La confrontation de l’homme avec l’Histoire n’a donc rien d’une expérience réductrice, mais elle fait jouer à plein les facultés imaginatives, affectives et perceptives, pour ce qu’elle ouvre le monde et le rénove. Les personnages convoqués par ce mouvement d’alerte font alors une expérience qui n’est ni celle de la collectivité ni celle des références nationales et patriotiques. Bien au contraire, tout se passe comme si la subjectivité était à la fois exaltée et effacée dans la rumeur du monde, au point de se livrer à une véritable traversée des apparences. Ce n’est donc pas d’héroisme qu’il faut ici parler.

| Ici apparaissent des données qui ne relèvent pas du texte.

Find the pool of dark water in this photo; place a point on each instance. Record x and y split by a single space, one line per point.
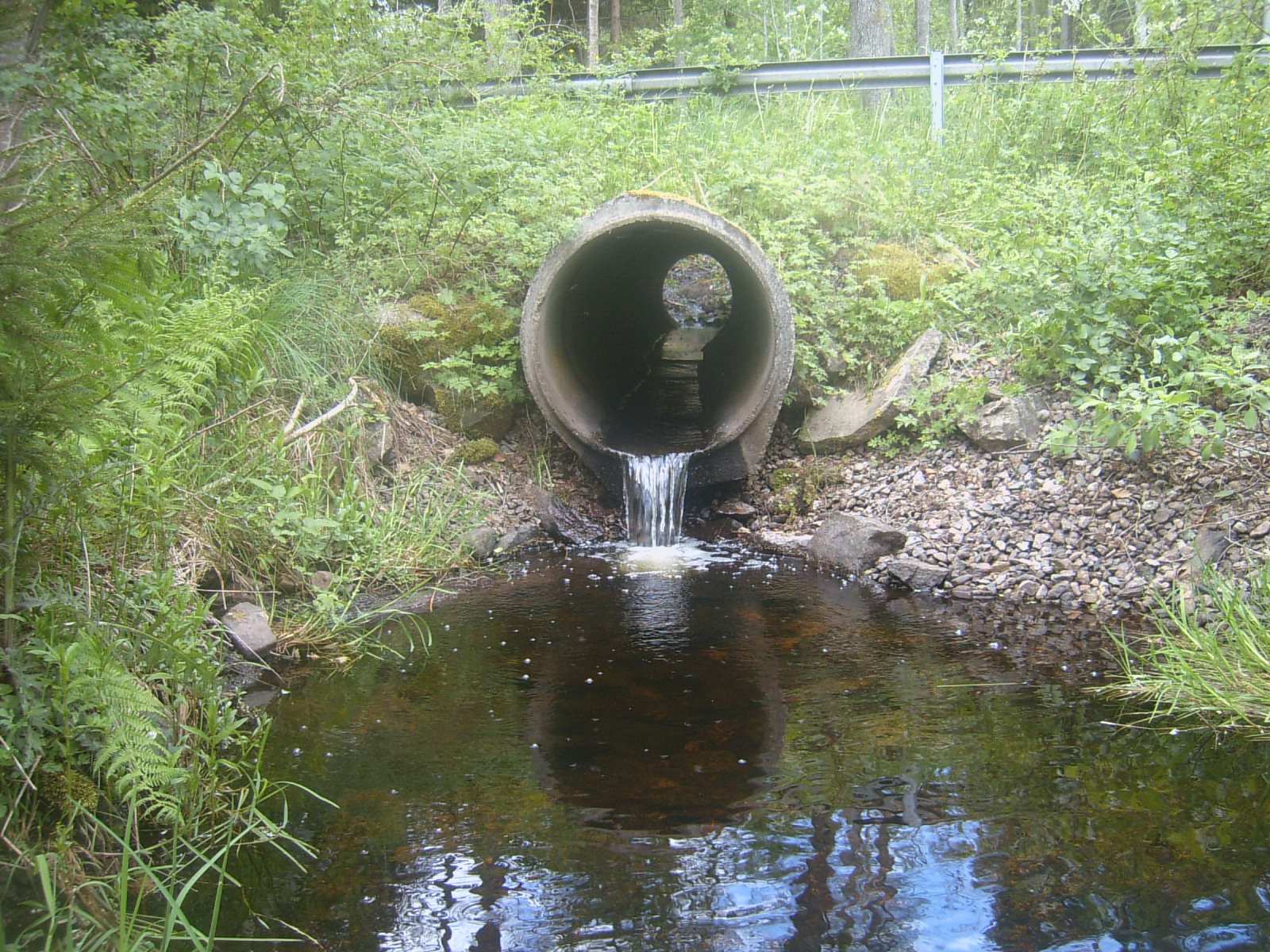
711 753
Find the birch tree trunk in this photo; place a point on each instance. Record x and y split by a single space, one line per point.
592 35
873 33
1141 29
677 10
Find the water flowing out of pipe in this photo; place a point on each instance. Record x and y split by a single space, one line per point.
653 486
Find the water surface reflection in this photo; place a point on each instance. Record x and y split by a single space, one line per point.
723 755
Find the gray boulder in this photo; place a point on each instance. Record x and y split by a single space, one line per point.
518 537
480 543
855 543
780 543
916 574
559 520
1003 424
854 419
248 628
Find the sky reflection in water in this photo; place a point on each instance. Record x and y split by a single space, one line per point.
704 754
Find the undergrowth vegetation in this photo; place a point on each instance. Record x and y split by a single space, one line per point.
206 211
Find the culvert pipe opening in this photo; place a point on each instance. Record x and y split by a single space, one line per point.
660 328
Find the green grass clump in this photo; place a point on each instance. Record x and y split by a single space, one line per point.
475 451
1210 664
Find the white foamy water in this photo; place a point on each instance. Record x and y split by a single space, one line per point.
653 486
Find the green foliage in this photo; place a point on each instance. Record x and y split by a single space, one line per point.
475 451
1110 238
1204 663
239 228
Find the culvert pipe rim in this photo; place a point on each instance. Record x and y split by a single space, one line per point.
594 324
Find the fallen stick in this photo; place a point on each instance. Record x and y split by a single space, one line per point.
313 424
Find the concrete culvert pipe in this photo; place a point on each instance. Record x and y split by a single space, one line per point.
614 371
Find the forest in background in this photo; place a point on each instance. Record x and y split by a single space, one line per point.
206 206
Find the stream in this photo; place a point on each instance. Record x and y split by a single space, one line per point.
689 748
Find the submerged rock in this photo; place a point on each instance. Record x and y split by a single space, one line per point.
480 543
854 419
248 628
780 543
518 537
918 575
855 543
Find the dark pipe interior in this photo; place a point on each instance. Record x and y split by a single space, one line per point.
609 323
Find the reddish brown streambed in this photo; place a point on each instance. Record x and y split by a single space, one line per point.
723 754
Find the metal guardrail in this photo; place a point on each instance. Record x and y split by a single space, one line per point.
937 70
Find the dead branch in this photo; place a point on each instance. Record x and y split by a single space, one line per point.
313 424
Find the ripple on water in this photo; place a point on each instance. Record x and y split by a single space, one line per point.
756 763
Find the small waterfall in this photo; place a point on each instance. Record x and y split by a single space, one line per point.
653 486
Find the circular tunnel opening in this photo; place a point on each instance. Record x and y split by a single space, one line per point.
666 412
658 328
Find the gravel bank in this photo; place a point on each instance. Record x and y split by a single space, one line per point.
1092 531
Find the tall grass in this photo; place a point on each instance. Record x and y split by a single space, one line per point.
1208 663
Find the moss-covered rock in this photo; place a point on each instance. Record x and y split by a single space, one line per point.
797 488
417 336
64 789
475 451
903 273
475 414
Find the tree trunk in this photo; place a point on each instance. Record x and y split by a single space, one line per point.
1038 21
1141 25
503 48
592 35
677 12
873 33
37 29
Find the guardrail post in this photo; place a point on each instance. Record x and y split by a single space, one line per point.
937 94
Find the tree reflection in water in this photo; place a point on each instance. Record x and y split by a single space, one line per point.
749 757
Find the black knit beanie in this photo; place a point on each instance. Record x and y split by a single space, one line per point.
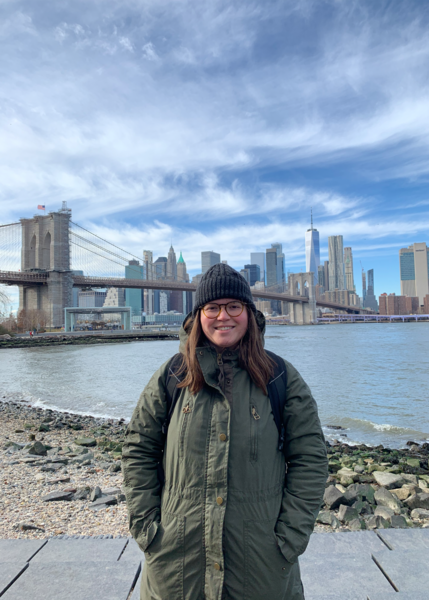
222 281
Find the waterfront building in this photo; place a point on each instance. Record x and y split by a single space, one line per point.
336 263
208 259
271 263
254 273
414 269
148 295
258 258
171 265
370 299
348 269
312 251
280 262
134 297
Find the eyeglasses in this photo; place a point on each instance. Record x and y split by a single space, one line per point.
233 309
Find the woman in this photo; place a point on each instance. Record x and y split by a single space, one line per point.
226 523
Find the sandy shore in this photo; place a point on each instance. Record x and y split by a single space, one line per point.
60 475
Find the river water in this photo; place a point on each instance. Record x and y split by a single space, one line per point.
370 379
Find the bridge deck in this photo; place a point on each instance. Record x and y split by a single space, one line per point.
336 566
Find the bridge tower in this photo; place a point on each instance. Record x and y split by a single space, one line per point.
46 248
302 284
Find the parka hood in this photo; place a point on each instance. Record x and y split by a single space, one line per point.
183 336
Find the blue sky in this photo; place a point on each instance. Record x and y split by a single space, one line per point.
217 125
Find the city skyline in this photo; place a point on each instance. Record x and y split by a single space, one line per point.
221 126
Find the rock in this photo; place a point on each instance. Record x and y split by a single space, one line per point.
385 512
37 449
418 501
377 522
347 513
95 494
356 525
401 493
388 480
399 522
115 467
420 513
384 498
58 497
87 442
82 493
333 497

Aldo est sans doute, de tous les personnages jetés dans l’élan de l’Histoire, celui qui s’apparente le plus à une telle figure du héros, mais sa quête est pourtant d’une tout autre nature que celle de la gloire militaire ou de la puissance politique, et , comme il le découvre tardivement, c’est presque malgré lui qu’il se trouve momentanément érigé dans la posture de l’agent grâce auquel tout devient possible. De la même manière, et même beaucoup plus nettement, Grange apparaît comme un déserteur tenant son poste. Face à la menace de la guerre imminente, son attitude est celle d’un homme qui recherche les puissants recours de l’immémorial et cherche à se fondre au monde élémentaire de la forêt en souhaitant contre toute logique que rien n’arrive ou que la guerre ne se déchaîne que pour contourner en l’oubliant l’île sauvage que devient pour lui le balcon des Falizes. Ce monde hors du temps est donc travaillé de l’intérieur par des forces contradictoires qui communiquent à la subectivité un état mixte de malaise et d’émerveillement. Porte ouverte sur les périls, la situaiton historique donne également accès, mais secrètement, à une autre forme d’expérience qu’on pourrait appeler celle de l’immanence troublée, où les valeurs de la vie immédiate sont à la fois combattues et intensifiées par ce qu’elles cherchent à éviter et repousser.